The Omaha, Nebraska-based conglomerate operates more than 90 businesses that also include Dairy Queen ice cream, Fruit of the Loom underwear, and its namesake energy company and real estate brokerage.
It also owns dozens of stocks, including Bank of America Corp, Wells Fargo & Co and Coca-Cola Co.
Class A shares of Berkshire closed Friday at $306,000, about 9% below their peak last October. Class B shares closed at $202.67, closer to 10% below their peak.
Insurance underwriting profit dropped 63% to $353 million, with declines in several businesses.
Geico’s pre-tax underwriting gain fell 42%, as a higher ratio of loss claims to premiums earned more than offset growth in policies written.

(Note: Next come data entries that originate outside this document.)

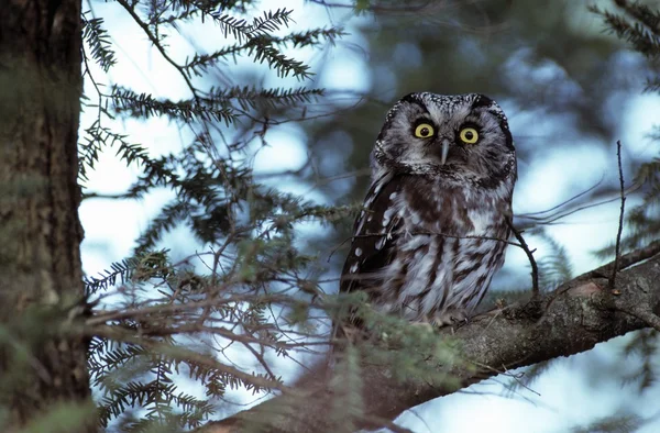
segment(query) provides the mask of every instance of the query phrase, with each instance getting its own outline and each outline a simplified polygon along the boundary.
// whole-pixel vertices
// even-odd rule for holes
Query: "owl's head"
[[[387,113],[372,154],[375,177],[400,174],[474,181],[516,180],[516,149],[504,112],[479,95],[410,93]]]

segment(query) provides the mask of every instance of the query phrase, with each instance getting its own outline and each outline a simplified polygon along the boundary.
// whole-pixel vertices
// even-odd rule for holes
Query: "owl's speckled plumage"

Underwriting at Berkshire’s reinsurance, property/casualty and commercial insurance units also weakened, reflecting higher claims payouts, changes in the expected timing of future payouts, and currency fluctuations, among other factors.
Berkshire was nonetheless able to boost float, or insurance premiums collected before claims are paid and which help fund growth, by another $1 billion in the quarter, to $125 billion.
BNSF’s profit rose 2% to $1.34 billion, while revenue was essentially unchanged.
Profit was also flat in Berkshire’s manufacturing, services and retailing businesses, totaling $2.49 billion.
While Berkshire said more people flew NetJets corporate jets, “soft consumer demand” weighed on sales at home furnishings businesses, which include Nebraska Furniture Mart.
Berkshire Hathaway Energy saw profit rise 4%.